Komt een man met zijn vrouw bij de dokter. “Wat kan ik voor jullie betekenen?” vraagt de dokter. “Wij willen graag een baby,” zegt de man. “Hoe lang zijn jullie al bezig?” vraagt de dokter. “Nee, we moeten nog beginnen, dokter.” “Nou,” zegt de dokter, “ga dan eerst maar eens aan de slag. Kom over een jaar nog maar eens terug als het niet lukt.”

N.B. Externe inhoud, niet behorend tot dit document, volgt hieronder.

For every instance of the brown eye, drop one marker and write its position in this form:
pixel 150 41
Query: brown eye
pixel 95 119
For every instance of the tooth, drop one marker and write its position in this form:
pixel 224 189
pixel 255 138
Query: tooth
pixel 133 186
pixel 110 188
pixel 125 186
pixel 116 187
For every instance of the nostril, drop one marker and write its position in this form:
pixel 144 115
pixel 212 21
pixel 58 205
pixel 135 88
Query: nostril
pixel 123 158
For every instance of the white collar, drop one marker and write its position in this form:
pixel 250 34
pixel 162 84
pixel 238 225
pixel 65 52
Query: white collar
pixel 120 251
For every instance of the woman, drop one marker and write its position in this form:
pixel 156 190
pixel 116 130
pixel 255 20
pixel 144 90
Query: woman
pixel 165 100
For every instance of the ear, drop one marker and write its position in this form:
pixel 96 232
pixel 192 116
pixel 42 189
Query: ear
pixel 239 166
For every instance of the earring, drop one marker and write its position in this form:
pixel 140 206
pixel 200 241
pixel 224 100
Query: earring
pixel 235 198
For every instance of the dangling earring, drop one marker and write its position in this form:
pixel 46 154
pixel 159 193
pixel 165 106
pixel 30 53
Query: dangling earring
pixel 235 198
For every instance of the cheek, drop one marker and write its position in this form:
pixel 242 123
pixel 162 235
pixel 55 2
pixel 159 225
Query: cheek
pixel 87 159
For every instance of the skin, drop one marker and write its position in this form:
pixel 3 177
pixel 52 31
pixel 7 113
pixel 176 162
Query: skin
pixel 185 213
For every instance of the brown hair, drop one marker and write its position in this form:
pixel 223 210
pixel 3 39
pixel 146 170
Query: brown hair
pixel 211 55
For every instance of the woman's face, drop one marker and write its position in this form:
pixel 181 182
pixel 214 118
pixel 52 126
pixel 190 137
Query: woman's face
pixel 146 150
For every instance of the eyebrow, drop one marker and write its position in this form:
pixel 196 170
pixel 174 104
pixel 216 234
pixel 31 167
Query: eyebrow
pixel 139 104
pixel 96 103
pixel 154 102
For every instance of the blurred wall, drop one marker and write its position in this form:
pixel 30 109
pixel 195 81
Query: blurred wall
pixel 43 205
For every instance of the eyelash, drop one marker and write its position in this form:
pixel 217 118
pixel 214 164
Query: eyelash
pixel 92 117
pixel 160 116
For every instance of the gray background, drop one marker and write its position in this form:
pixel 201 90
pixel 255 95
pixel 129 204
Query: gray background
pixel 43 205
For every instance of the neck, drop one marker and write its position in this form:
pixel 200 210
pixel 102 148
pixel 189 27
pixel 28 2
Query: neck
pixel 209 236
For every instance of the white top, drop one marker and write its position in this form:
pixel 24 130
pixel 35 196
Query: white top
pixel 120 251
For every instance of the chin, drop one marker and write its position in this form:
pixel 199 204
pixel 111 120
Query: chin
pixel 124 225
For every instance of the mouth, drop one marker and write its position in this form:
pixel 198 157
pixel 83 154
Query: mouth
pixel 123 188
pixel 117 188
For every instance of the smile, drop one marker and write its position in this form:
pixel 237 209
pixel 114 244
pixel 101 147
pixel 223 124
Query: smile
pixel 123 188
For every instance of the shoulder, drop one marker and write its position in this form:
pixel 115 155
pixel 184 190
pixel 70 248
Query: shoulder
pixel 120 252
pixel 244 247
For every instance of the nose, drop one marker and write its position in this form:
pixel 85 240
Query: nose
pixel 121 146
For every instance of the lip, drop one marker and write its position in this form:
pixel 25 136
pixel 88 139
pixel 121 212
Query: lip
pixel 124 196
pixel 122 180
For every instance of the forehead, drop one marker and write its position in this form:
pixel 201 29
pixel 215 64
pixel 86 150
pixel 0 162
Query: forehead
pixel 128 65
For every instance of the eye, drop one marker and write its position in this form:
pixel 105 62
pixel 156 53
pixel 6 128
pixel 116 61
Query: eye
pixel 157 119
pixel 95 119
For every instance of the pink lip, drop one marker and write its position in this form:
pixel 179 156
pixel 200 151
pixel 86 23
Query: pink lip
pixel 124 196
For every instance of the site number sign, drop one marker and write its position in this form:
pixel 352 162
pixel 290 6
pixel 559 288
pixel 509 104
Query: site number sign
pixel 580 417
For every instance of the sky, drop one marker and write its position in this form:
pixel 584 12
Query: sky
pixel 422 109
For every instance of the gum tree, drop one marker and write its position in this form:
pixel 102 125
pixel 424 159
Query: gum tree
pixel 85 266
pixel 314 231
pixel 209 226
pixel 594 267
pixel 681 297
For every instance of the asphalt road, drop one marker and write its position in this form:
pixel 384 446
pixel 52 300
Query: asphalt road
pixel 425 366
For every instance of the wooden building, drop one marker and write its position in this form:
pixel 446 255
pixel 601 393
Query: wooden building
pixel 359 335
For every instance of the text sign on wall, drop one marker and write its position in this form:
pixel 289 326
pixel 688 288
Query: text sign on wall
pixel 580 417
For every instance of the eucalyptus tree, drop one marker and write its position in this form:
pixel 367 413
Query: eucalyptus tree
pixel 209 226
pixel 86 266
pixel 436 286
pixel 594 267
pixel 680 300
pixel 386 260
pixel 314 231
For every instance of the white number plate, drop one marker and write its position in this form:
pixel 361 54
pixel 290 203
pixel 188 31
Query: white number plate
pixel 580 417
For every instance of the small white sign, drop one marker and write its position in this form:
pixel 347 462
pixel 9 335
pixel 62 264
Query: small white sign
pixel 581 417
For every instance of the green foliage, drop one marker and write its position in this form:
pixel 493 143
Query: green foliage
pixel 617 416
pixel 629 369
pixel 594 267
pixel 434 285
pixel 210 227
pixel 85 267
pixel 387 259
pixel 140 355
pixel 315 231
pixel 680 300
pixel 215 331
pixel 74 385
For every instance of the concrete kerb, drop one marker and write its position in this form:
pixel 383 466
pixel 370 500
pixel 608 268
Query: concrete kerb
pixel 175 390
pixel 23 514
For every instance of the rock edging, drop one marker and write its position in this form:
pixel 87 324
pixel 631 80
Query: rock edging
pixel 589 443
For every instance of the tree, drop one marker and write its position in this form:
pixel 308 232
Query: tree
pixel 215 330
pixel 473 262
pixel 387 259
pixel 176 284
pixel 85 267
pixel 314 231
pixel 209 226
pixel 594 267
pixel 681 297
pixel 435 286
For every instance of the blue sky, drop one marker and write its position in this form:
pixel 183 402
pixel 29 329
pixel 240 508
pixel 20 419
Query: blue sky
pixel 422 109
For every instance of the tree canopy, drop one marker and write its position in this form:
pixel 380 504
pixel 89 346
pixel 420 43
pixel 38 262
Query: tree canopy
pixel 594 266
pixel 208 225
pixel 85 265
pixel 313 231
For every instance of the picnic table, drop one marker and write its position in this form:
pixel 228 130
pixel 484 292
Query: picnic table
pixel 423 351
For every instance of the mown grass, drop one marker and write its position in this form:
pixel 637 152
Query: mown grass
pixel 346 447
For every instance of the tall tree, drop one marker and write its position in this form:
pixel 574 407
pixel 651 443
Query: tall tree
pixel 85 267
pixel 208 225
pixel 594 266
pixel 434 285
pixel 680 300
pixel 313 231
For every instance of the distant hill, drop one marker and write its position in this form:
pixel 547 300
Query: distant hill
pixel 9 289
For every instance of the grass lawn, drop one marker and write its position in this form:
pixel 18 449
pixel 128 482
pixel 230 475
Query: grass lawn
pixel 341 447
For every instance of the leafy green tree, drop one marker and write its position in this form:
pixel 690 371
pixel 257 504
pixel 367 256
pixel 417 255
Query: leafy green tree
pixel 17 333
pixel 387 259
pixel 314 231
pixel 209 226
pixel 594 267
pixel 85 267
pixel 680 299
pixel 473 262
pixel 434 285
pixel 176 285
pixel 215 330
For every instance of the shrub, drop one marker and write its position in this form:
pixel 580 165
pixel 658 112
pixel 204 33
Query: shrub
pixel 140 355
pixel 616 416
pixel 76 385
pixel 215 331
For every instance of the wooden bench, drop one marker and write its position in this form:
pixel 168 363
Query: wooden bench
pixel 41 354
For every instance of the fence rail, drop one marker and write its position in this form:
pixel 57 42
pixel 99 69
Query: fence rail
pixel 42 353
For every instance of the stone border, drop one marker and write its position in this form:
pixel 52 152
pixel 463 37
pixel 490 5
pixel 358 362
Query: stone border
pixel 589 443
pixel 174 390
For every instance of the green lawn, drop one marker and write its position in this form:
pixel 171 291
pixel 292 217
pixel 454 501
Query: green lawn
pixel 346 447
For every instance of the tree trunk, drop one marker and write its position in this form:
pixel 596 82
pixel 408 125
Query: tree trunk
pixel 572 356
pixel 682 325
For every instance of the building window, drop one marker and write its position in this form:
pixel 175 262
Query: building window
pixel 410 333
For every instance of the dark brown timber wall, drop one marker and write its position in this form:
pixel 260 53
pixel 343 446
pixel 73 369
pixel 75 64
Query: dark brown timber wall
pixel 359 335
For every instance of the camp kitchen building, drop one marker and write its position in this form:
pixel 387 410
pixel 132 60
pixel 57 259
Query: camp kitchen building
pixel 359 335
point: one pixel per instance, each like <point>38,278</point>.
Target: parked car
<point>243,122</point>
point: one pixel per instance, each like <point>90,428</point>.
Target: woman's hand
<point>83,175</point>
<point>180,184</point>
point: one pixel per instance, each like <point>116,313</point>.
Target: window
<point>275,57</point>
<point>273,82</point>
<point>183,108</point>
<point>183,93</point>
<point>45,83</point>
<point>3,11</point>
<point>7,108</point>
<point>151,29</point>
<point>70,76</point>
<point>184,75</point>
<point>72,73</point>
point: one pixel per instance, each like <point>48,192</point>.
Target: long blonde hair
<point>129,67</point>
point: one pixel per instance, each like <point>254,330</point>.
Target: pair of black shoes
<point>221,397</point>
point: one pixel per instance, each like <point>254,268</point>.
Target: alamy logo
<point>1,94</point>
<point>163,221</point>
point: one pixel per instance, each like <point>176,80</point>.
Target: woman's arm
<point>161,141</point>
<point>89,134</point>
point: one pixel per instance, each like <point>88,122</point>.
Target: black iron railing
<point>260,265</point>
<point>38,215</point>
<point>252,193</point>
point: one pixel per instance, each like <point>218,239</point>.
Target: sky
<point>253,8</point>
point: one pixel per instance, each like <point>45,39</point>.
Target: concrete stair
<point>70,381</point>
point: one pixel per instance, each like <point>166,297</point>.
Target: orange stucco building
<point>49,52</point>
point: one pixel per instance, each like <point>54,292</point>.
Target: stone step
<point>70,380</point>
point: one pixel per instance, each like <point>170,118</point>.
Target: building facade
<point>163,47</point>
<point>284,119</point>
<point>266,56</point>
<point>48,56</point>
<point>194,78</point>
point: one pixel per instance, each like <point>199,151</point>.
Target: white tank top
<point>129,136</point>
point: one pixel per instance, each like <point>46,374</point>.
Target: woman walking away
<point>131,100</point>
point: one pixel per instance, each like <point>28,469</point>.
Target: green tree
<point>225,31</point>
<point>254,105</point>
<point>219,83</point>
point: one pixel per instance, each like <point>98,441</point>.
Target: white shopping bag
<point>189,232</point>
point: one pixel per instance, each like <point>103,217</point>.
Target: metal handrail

“Maar dokter, we willen graag een gezond kind. Hier zijn onze stambomen, van mij en mijn vrouw. Kijkt u maar eens. We willen graag getest worden op onze heupen, knieën, huid en ogen. Net als bij onze hond, Blondie, een Golden Retriever, willen we alles laten testen. Als alles goed is kunnen we gaan proberen een kindje te krijgen.”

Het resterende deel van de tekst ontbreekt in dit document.